Communications librarian Cathy Michael said the college’s library has held Banned Books Week events since 2013, and the events have become increasingly important as book challenges increase.
Michael said censorship censorship extends beyond different types of media like blogs, articles, photos and music have been challenged.
“Have I experienced book banning?” Michael said. “Not so much in the collegiate sphere. But what I am doing is speaking out for public librarians and school librarians, who have more at stake. A lot of them are undergoing a lot of name calling and having books removed and their jobs are at stake.”
Gianmarco Antosca, Youth Free Expression Program coordinator at the National Coalition Against Censorship, said as book challenges have increased, there are too many for the NCAC to offer direct support or advocacy for each individual instance of book challenges or bans.
“The soft censorship, the kind of chilling speech that we’re seeing, it’s a lot harder to address it head on,” Gianmarco said. “It’s become so important to identify advocates, people in their communities to support them. Those are the people that are actually really changing the culture.”
Julia Garnett, a first-year student at Smith College and the youth honorary chair of Banned Books Week, said there are several barriers to activism for young people and it is critical that leaders include them in discussions and decisions about book review and book banning.

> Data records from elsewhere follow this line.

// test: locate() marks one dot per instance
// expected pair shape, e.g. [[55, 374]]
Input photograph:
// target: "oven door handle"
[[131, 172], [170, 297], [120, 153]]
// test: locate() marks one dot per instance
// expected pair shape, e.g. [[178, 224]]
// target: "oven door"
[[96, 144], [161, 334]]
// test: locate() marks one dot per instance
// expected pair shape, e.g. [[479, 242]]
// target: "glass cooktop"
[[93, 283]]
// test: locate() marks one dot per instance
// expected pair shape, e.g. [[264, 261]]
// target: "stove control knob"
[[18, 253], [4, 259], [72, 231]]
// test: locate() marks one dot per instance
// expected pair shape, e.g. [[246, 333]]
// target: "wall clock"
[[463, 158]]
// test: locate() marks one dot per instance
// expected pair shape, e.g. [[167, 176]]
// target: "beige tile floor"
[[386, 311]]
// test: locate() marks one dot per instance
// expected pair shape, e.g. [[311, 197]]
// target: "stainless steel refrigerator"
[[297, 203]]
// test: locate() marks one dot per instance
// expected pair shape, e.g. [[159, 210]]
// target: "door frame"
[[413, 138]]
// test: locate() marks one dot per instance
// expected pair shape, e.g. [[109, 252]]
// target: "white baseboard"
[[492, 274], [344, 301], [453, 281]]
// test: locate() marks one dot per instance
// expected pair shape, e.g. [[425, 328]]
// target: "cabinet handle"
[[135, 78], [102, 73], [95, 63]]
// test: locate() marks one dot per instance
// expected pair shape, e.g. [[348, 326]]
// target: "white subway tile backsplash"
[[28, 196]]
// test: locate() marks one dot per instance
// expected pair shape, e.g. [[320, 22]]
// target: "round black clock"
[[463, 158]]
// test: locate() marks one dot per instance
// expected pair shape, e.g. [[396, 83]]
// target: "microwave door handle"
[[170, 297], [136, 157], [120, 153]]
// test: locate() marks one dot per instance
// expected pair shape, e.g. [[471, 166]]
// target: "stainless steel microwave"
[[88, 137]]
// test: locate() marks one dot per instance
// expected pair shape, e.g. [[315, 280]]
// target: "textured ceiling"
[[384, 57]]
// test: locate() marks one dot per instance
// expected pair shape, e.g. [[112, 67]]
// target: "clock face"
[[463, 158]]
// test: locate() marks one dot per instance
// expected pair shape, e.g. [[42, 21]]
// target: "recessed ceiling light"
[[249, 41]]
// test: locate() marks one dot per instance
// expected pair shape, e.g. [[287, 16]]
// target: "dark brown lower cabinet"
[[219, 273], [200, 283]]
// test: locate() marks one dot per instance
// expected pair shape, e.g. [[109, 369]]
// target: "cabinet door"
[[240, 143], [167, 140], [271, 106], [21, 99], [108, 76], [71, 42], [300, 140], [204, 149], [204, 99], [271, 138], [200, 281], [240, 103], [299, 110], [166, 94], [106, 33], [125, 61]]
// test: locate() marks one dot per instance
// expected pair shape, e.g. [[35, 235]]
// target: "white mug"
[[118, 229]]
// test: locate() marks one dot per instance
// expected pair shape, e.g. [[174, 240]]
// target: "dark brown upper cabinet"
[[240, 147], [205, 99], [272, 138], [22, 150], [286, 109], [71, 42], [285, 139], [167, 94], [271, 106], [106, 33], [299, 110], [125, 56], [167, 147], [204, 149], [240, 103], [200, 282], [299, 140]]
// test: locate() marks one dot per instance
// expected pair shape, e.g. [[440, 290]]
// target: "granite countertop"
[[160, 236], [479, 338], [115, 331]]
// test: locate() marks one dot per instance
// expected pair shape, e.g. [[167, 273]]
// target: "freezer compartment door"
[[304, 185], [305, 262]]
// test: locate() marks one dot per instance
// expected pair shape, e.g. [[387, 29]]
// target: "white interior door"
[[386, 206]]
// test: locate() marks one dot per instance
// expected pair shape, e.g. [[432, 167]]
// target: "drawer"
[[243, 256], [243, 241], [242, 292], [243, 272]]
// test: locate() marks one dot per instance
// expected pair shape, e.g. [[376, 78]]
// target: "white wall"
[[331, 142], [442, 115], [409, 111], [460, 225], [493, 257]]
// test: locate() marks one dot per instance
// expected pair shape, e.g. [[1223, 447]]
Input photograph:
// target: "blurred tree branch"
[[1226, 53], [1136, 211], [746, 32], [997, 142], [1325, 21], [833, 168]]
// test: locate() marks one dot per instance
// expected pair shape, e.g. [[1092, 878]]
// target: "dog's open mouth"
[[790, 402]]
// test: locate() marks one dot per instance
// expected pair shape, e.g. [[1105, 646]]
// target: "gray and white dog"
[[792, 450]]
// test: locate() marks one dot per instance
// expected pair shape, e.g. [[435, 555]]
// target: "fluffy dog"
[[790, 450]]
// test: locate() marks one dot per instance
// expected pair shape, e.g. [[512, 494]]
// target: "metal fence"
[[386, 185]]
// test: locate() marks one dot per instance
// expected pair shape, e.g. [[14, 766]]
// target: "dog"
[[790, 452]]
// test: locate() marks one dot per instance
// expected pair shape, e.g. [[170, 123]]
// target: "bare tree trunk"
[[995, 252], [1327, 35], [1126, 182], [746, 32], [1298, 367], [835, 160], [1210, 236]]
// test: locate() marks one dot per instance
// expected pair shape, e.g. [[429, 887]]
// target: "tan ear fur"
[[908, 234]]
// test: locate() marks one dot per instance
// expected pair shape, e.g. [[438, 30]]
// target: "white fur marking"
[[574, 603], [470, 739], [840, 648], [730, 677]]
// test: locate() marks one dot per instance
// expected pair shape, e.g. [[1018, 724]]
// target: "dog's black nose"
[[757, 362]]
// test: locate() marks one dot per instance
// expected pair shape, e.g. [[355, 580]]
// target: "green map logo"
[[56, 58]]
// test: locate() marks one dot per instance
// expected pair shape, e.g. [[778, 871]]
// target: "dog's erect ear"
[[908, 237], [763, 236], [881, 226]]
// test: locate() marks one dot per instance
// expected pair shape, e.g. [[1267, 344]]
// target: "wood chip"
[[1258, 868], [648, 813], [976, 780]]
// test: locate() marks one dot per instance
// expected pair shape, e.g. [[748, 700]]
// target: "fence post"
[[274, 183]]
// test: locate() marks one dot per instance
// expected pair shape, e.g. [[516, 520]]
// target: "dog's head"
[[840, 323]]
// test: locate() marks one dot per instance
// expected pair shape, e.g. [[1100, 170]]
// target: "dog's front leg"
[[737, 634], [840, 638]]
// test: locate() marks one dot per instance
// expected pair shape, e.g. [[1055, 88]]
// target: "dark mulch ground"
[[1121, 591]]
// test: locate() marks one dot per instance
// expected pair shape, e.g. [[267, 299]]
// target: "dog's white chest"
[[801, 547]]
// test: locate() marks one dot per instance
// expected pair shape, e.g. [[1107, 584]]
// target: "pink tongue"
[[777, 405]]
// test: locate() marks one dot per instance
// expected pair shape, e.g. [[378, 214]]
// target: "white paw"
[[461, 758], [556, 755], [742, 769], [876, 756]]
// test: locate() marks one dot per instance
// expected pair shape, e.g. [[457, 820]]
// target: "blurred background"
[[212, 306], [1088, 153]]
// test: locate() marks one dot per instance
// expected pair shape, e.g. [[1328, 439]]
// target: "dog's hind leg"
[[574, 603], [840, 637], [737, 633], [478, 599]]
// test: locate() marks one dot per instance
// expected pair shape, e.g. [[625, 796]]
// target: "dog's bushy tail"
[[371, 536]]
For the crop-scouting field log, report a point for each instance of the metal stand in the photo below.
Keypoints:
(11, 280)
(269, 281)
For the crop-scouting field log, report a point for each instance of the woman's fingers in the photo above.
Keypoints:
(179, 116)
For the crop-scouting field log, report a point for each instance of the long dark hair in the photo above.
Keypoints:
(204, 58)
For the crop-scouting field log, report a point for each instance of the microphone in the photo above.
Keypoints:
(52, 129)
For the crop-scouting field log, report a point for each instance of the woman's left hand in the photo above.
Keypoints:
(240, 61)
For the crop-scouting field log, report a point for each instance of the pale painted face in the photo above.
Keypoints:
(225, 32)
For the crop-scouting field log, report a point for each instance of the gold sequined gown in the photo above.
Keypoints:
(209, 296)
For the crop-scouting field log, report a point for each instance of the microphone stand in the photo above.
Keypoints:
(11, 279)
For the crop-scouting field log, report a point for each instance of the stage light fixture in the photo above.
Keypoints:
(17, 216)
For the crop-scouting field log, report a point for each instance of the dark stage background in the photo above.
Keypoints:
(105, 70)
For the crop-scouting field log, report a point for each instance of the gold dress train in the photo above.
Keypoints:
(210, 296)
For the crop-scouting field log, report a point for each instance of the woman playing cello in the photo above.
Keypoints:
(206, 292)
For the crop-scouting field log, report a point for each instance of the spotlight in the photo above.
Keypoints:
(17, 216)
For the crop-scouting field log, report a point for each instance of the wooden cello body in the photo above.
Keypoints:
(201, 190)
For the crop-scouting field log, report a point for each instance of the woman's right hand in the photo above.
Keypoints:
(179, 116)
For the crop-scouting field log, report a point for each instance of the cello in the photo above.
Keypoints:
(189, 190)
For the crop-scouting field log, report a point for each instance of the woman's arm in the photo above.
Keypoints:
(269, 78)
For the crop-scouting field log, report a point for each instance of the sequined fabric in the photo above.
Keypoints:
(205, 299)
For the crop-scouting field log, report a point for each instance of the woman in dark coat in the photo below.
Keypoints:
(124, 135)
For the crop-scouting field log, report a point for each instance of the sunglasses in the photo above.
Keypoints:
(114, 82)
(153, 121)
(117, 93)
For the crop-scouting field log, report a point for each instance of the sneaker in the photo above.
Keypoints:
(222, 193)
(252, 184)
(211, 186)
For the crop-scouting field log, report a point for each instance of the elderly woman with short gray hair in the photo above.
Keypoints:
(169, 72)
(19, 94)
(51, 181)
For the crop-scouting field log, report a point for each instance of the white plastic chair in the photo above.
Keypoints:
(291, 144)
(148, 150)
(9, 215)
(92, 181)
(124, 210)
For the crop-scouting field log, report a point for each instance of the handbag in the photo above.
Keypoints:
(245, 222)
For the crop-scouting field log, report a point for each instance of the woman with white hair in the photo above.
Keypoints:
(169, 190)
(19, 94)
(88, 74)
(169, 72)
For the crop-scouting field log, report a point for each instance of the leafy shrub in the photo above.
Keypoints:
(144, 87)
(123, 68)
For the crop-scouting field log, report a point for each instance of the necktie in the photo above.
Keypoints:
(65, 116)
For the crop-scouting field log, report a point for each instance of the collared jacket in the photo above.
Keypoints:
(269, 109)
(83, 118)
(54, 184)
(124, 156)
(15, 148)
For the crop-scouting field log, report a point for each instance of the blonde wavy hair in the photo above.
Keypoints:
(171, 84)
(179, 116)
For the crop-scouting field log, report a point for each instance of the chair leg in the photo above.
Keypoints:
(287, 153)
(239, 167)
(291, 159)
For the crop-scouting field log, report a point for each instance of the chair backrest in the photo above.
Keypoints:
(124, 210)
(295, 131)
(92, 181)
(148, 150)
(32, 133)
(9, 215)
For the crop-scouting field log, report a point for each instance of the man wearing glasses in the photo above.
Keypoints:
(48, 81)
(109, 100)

“[By] enabling students to go out to school boards, to use their voices on social media platforms, [write] letters to your state legislature, things like that, we need to make sure that high school students feel heard,” Garnett said. “It’s so, so important, especially at the high school level, to have students represented because we are the ones reading these books.”
Huff closed the panel by encouraging attendees to read and share banned and challenged books. The library organized an event encouraging students to have a “blind date” with a banned book from Sept. 22–28.
“Reading is literally an exercise in liberation and censorship has no place in that vital process,” Huff said. “As citizens of a free society, we must speak out against the suppression of ideas, identities and ideologies that challenge the status quo. The evolution, and perhaps survival of our democratic republic, demands it.”